Eight Iowa Candidates Face Questions of Nominations for June Primary

DES MOINES, IA (Radio Iowa) A state panel will meet later this (Tuesday) morning to review challenges to the nominating forms for EIGHT candidates for primary elections in June, including an incumbent who’s seeking an 11th term in office. Radio Iowa’s O. Kay Henderson reports.

Iowa Attorney General Tom Miller and five other candidates face challenges based on the signatures on their nominating petitions. The State Objection Panel is being asked to decide whether some of the people who signed the documents actually live in the areas where candidates had to collect signatures. The attorney general is one of the three members of the review panel, so it’s likely the lieutenant governor will take his place when Miller’s case is reviewed. In 2018, a Republican running for governor was booted from the ballot after several duplicate signatures were found. That left the final tally of nominating signatures short of what was required.

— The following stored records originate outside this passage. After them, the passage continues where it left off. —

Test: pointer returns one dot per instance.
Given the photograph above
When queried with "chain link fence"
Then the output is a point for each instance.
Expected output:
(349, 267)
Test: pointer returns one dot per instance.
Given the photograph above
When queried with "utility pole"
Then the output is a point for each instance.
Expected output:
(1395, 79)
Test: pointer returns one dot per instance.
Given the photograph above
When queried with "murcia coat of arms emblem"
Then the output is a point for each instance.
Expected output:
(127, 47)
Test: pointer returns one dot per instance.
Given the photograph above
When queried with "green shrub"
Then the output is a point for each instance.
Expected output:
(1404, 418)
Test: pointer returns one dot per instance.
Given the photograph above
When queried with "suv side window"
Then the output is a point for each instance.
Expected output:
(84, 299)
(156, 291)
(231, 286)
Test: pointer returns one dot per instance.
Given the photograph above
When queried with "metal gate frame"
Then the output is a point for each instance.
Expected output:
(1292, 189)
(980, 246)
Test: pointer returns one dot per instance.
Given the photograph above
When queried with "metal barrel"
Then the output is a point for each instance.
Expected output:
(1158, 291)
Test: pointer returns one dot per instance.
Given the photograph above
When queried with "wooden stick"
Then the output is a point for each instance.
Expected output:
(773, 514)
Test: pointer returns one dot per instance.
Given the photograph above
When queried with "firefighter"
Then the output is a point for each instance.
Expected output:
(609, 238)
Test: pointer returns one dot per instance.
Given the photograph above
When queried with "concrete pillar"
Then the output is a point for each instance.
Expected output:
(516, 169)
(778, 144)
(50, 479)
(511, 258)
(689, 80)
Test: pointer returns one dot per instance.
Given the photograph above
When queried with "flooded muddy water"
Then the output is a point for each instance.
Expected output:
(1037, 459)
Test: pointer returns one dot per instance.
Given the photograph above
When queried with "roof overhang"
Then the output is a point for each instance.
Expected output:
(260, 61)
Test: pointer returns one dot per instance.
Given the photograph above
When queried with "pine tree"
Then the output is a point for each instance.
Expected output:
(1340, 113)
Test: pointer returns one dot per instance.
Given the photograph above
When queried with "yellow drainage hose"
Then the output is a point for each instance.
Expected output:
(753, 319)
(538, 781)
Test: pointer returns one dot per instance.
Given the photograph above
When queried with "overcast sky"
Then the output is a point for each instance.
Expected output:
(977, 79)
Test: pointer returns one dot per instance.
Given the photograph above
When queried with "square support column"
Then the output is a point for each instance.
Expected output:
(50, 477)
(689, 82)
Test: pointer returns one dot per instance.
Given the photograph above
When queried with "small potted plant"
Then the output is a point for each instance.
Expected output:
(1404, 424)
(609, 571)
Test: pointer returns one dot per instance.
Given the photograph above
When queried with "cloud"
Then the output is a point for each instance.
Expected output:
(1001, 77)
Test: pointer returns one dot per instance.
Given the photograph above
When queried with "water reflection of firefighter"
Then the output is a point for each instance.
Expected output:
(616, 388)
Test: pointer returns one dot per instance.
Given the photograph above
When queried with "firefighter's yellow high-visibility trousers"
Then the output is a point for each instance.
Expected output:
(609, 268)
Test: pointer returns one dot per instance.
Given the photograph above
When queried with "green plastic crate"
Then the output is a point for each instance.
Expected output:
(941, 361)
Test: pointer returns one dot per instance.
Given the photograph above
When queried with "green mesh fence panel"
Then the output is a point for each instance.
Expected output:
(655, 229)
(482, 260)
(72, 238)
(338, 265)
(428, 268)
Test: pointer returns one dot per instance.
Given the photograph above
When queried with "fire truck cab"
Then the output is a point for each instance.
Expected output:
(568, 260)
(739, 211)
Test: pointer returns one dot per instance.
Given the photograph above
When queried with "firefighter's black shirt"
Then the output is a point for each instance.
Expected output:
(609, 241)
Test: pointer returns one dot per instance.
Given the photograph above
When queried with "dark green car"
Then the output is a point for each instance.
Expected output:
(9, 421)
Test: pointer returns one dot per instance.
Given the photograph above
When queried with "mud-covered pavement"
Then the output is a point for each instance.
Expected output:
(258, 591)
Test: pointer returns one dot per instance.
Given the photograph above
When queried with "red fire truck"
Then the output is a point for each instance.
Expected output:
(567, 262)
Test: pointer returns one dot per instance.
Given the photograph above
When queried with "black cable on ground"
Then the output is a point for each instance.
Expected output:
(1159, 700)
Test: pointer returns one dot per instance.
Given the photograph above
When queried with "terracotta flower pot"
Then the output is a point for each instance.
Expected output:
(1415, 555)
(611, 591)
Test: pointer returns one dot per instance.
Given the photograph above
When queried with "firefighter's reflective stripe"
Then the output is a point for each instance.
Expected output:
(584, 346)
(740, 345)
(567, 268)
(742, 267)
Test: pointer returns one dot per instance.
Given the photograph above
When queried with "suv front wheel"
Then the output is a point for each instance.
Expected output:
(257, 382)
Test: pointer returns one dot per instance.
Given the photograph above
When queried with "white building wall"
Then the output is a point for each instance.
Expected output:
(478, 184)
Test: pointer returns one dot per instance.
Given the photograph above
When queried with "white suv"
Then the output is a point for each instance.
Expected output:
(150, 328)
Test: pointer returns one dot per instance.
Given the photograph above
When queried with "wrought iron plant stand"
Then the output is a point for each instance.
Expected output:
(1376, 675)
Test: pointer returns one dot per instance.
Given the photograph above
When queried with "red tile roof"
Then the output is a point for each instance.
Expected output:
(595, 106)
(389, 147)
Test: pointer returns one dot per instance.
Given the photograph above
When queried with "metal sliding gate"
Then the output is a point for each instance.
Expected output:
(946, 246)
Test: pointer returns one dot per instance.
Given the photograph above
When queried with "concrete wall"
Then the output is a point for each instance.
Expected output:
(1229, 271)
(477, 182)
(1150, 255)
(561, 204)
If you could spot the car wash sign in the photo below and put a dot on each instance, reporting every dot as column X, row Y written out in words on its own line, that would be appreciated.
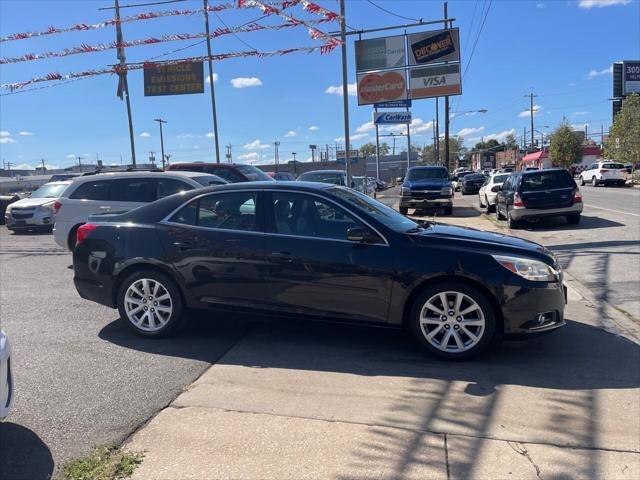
column 175, row 79
column 391, row 118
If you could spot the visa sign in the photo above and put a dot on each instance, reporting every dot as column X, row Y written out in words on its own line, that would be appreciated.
column 391, row 118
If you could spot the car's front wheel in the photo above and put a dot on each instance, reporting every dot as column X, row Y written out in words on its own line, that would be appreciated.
column 150, row 304
column 453, row 320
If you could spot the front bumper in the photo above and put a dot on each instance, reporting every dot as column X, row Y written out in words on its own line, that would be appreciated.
column 524, row 213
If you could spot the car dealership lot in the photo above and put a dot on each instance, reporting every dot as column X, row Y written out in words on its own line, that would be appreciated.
column 366, row 398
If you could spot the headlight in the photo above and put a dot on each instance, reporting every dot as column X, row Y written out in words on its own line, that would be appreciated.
column 530, row 269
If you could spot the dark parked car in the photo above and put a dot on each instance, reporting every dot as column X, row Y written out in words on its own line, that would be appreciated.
column 426, row 187
column 319, row 251
column 231, row 172
column 531, row 195
column 472, row 183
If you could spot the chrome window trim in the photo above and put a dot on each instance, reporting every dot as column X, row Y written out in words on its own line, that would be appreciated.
column 166, row 221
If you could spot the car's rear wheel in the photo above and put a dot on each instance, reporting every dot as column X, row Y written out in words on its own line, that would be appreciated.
column 150, row 304
column 453, row 320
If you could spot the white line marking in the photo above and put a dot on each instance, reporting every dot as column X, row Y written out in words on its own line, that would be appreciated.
column 612, row 210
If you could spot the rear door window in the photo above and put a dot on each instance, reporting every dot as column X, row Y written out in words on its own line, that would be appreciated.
column 98, row 190
column 133, row 190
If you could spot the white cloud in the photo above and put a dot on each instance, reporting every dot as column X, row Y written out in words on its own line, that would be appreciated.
column 596, row 73
column 470, row 131
column 256, row 145
column 527, row 113
column 337, row 89
column 588, row 4
column 500, row 136
column 244, row 82
column 249, row 156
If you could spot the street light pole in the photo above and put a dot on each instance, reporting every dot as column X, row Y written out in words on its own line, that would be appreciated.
column 160, row 122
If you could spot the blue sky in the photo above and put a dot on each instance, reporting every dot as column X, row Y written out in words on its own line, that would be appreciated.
column 561, row 50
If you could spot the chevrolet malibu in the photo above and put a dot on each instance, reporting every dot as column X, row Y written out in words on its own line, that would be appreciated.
column 325, row 252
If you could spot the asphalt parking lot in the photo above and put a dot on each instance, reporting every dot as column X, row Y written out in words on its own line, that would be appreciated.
column 83, row 379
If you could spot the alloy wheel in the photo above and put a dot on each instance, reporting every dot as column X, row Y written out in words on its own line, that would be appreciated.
column 148, row 304
column 452, row 322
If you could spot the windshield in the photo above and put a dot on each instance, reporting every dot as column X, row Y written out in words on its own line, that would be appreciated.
column 322, row 177
column 500, row 178
column 417, row 174
column 207, row 180
column 385, row 215
column 49, row 191
column 547, row 181
column 253, row 173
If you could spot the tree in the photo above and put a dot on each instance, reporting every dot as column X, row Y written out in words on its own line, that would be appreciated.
column 623, row 144
column 369, row 149
column 565, row 147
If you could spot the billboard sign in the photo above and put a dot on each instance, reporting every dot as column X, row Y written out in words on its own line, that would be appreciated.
column 391, row 118
column 630, row 78
column 397, row 104
column 435, row 81
column 434, row 47
column 378, row 87
column 379, row 53
column 175, row 79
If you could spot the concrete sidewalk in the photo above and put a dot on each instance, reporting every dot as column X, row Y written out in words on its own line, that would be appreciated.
column 321, row 401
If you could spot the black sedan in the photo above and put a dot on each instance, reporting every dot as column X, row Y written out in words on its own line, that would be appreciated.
column 471, row 184
column 319, row 251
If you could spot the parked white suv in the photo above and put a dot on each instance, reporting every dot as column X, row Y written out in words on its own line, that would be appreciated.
column 118, row 193
column 36, row 211
column 603, row 173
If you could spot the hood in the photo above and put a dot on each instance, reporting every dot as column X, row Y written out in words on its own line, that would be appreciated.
column 31, row 202
column 426, row 184
column 480, row 239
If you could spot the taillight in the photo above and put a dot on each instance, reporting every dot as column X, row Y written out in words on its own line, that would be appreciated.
column 577, row 196
column 83, row 231
column 517, row 201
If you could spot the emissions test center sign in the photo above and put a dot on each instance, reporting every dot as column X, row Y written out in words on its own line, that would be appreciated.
column 175, row 79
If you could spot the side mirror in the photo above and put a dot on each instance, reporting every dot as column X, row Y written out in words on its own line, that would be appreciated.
column 361, row 235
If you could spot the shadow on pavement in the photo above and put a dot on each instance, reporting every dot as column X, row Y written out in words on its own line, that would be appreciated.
column 23, row 455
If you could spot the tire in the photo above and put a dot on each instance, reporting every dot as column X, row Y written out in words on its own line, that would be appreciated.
column 573, row 219
column 511, row 223
column 167, row 295
column 71, row 239
column 424, row 321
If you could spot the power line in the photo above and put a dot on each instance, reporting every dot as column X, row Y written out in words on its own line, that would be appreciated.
column 394, row 14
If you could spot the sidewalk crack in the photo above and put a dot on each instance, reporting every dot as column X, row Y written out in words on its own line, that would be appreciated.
column 522, row 450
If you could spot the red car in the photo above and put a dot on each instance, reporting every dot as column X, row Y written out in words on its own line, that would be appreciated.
column 231, row 172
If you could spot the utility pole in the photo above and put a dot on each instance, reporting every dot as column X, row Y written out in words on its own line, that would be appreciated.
column 531, row 97
column 160, row 122
column 345, row 92
column 211, row 88
column 123, row 85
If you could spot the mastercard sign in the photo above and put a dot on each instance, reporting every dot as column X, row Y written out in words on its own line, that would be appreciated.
column 380, row 87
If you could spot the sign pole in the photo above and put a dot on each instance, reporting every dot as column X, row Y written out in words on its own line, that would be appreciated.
column 377, row 149
column 345, row 91
column 211, row 89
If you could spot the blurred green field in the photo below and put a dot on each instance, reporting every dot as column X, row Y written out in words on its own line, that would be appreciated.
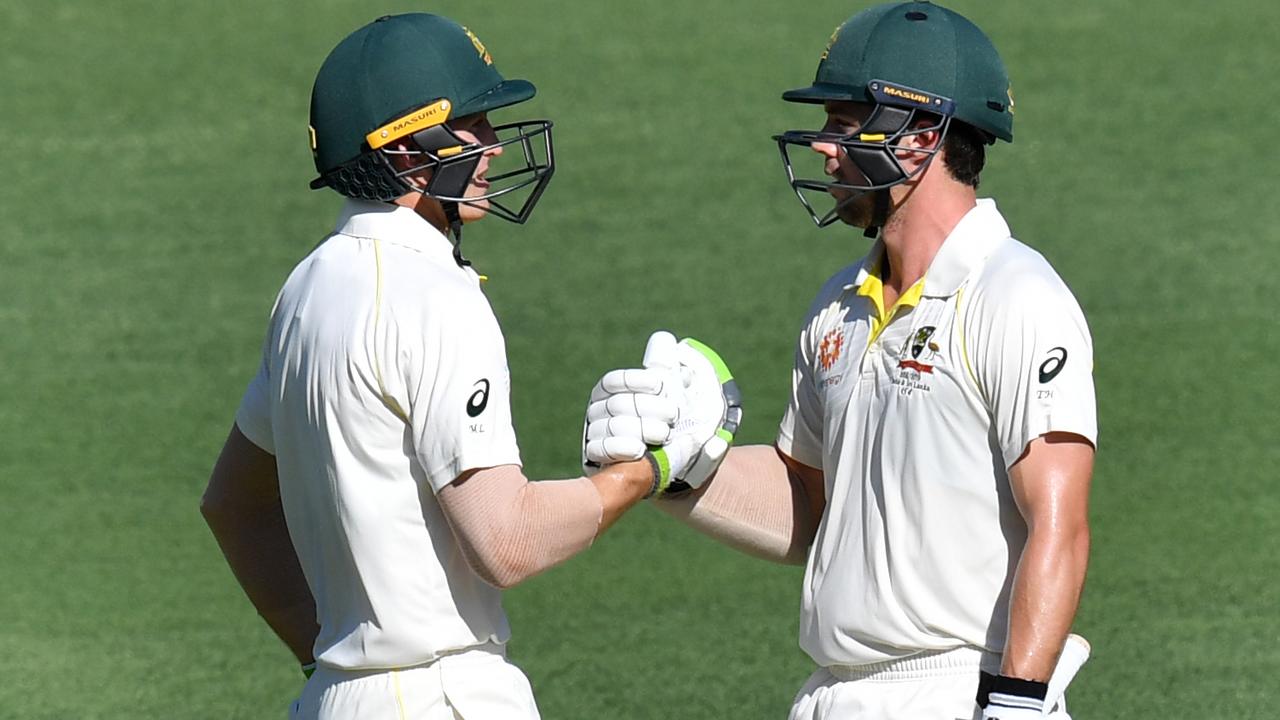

The nominating papers Democratic U.S. Senate candidates Abby Finkenauer and Mike Franken submitted are being challenged, plus an objection has been filed over the forms submitted by a Republican candidate who hopes to run against Congresswoman Mariannette Miller-Meeks in the June Primary. A Democrat from the Ankeny area has filed a challenge of Senate Republican Leader Jack Whitver’s paperwork for the primary, saying Whitver hasn’t listed the address of the home he intends to move into. A spokesman for Whitver says there are no legal grounds for the complaint. He pointed to Iowa law, which requires candidates to establish a residence in the district they intend to represent 60 days before the GENERAL Election, not the June Primary. State Representative Jeff Shipley of Fairfield, a Republican, had the signatures of 53 people on his nominating petitions. Fifty signatures are required and a prominent Republican attorney has filed a challenge to some of those signatures. Shipley is planning to run for reelection in a new district — where he’d face another G-O-P incumbent. Finally, the State Objection Panel has been asked to decide whether a Democrat in northwest Iowa has lived in Iowa long enough to run for office.